The adult males began their journey south as early as mid-July, and the peak of the migration, including the adult females and the young of this year, ran from late August through the first half of September.

Most of the birds now being seen at hummingbird feeders in Pennsylvania spent the summer to our north and are migrating through the state to points south.

Those hummers moving south across Pennsylvania now can find an energy boost in the sugar-water nectar available in our feeders.
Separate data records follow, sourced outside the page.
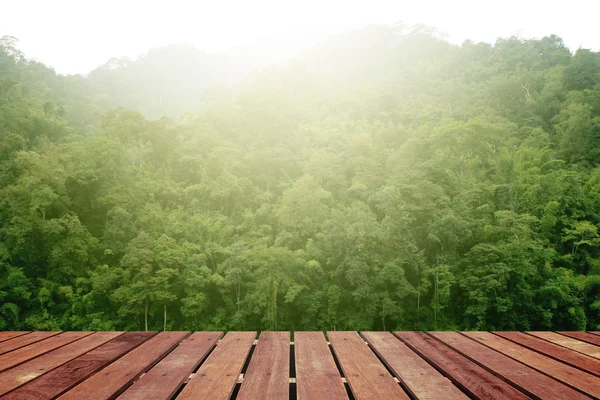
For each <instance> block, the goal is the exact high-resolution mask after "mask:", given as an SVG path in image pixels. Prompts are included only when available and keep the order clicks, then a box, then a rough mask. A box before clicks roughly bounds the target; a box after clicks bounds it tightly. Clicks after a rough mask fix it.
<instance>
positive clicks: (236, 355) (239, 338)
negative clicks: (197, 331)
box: [177, 332, 256, 400]
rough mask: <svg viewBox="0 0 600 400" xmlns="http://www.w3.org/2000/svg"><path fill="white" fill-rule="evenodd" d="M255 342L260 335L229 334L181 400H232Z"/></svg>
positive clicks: (246, 334) (255, 333) (223, 338)
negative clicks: (233, 395)
mask: <svg viewBox="0 0 600 400" xmlns="http://www.w3.org/2000/svg"><path fill="white" fill-rule="evenodd" d="M254 338H256V332H228V333H227V334H226V335H225V337H224V338H223V339H222V340H221V342H220V343H219V345H218V346H217V347H216V348H215V350H214V351H213V352H212V353H211V354H210V355H209V356H208V358H207V359H206V361H204V362H203V363H202V365H201V366H200V368H199V369H198V371H196V374H195V376H194V379H192V380H190V382H189V383H188V384H187V385H186V386H185V387H184V388H183V390H182V391H181V393H180V394H179V396H177V399H178V400H186V399H187V400H191V399H210V400H228V399H229V397H230V396H231V394H232V392H233V388H234V387H235V384H236V381H237V379H238V376H239V375H240V373H241V371H242V367H243V366H244V362H245V361H246V358H247V357H248V353H249V352H250V349H251V348H252V343H253V342H254Z"/></svg>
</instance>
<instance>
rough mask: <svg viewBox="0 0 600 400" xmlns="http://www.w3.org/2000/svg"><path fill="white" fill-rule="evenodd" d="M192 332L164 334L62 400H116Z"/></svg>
mask: <svg viewBox="0 0 600 400" xmlns="http://www.w3.org/2000/svg"><path fill="white" fill-rule="evenodd" d="M188 335H189V332H160V333H159V334H157V335H156V336H153V337H152V338H151V339H149V340H147V341H146V342H144V343H143V344H142V345H140V346H139V347H137V348H135V349H134V350H133V351H131V352H129V353H127V354H126V355H124V356H123V357H121V358H119V359H118V360H116V361H115V362H113V363H112V364H110V365H108V366H107V367H106V368H104V369H102V370H100V371H99V372H97V373H96V374H94V375H92V376H91V377H89V378H88V379H86V380H84V381H83V382H82V383H80V384H79V385H77V386H75V387H74V388H73V389H71V390H69V391H68V392H66V393H65V394H63V395H62V396H61V397H59V398H60V399H63V400H64V399H72V400H75V399H77V400H78V399H85V398H89V396H90V395H91V394H93V398H94V399H97V400H100V399H113V398H115V397H116V396H118V395H119V394H121V392H122V391H123V390H125V389H126V388H127V387H128V386H129V385H130V384H131V383H132V382H133V381H134V380H135V379H137V378H138V377H139V376H140V375H141V374H142V373H144V372H146V371H147V370H148V369H150V368H151V367H152V366H153V365H154V364H156V363H157V362H158V361H159V360H160V359H161V358H162V357H164V356H165V355H166V354H167V353H169V352H170V351H171V350H173V348H175V346H177V344H178V343H179V342H181V341H182V340H183V339H184V338H185V337H186V336H188Z"/></svg>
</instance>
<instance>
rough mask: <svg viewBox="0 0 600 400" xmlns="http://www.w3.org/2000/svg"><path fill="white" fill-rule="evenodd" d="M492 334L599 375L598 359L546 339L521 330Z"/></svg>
mask: <svg viewBox="0 0 600 400" xmlns="http://www.w3.org/2000/svg"><path fill="white" fill-rule="evenodd" d="M493 333H494V335H498V336H500V337H503V338H504V339H508V340H510V341H513V342H515V343H517V344H520V345H521V346H525V347H527V348H529V349H532V350H535V351H537V352H538V353H542V354H544V355H547V356H548V357H552V358H554V359H556V360H559V361H562V362H564V363H566V364H569V365H572V366H574V367H577V368H579V369H581V370H583V371H587V372H589V373H591V374H594V375H596V376H600V360H598V359H596V358H594V357H590V356H588V355H585V354H581V353H578V352H576V351H571V350H569V349H567V348H565V347H563V346H559V345H557V344H555V343H551V342H548V341H546V340H543V339H540V338H537V337H534V336H531V335H527V334H525V333H523V332H493Z"/></svg>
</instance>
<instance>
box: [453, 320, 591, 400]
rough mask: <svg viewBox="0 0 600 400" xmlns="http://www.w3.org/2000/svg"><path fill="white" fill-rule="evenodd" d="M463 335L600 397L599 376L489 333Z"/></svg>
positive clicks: (579, 388) (565, 382)
mask: <svg viewBox="0 0 600 400" xmlns="http://www.w3.org/2000/svg"><path fill="white" fill-rule="evenodd" d="M463 335H465V336H468V337H470V338H473V339H475V340H477V341H478V342H480V343H483V344H485V345H486V346H488V347H491V348H492V349H494V350H496V351H499V352H500V353H502V354H505V355H507V356H509V357H511V358H514V359H515V360H517V361H520V362H522V363H523V364H527V365H529V366H530V367H532V368H534V369H537V370H538V371H540V372H543V373H545V374H546V375H549V376H551V377H553V378H554V379H557V380H559V381H561V382H563V383H566V384H567V385H569V386H571V387H574V388H577V389H579V390H581V391H583V392H585V393H587V394H590V395H592V396H594V397H600V378H598V377H597V376H594V375H591V374H587V373H585V372H582V371H580V370H578V369H576V368H573V367H571V366H569V365H567V364H563V363H561V362H559V361H556V360H554V359H552V358H550V357H546V356H544V355H541V354H539V353H536V352H534V351H533V350H529V349H527V348H525V347H522V346H519V345H517V344H515V343H513V342H511V341H508V340H506V339H503V338H501V337H499V336H496V335H494V334H491V333H489V332H463Z"/></svg>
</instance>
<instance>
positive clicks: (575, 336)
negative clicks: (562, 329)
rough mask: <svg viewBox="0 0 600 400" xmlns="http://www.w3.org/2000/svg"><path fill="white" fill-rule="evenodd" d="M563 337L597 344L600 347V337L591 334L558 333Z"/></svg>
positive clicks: (559, 332)
mask: <svg viewBox="0 0 600 400" xmlns="http://www.w3.org/2000/svg"><path fill="white" fill-rule="evenodd" d="M558 333H560V334H561V335H565V336H569V337H572V338H574V339H577V340H581V341H584V342H588V343H591V344H595V345H596V346H600V337H598V336H596V335H593V334H591V333H589V332H558Z"/></svg>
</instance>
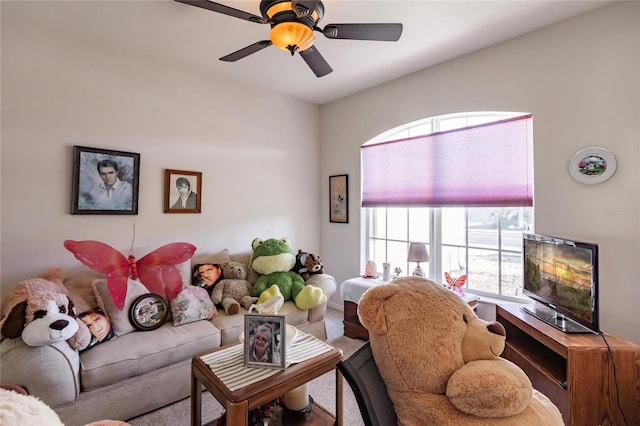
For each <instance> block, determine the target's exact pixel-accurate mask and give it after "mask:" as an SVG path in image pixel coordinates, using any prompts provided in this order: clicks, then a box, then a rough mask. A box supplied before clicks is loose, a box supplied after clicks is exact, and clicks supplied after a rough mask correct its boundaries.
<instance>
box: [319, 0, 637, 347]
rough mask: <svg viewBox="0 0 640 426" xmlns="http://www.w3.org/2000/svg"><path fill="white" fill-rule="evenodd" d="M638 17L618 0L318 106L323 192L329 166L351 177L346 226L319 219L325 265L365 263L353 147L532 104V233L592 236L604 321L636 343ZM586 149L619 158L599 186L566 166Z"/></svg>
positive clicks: (330, 170) (346, 267)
Although they can find plenty of nectar in fall wildflowers and protein from the small insects and spiders they will eat, feeders are an easy and concentrated source of nourishment.

The availability of feeders may even mean the difference for sick, injured, old or otherwise impaired hummingbirds that may be struggling their way to the south. That need grows even greater for the few birds that will be passing through further into the fall.

It can be beneficial to keep the hummingbird feeders in place, cleaned and filled with fresh nectar. (The nectar should not contain red dye. It serves no purpose and could be harmful to the tiny birds.)

Hummingbird activity up at your feeders? It could be one of the signals that migration is under way

Although it’s now on its seasonal migratory decline, the number of hummers making the southward journey may be nearly double that of the birds that made the northward flight last spring. Surviving adults have now been joined by the immature birds they produced in this summer’s nesting.

Small numbers of the southward-flowing birds will spend the winter along the U.S. Gulf Coast and in the Outer Banks of North Carolina, but most will continue west and then south around the Gulf to the area between southern Mexico and northern Panama.

After the last of the hummingbirds coming from the north have moved through Pennsylvania, we will be mostly free of hummers until sometime between late next March and the middle of next April, according to hummingbirds.net, which has been tracking the annual migration of the ruby-throated hummingbird since 1996.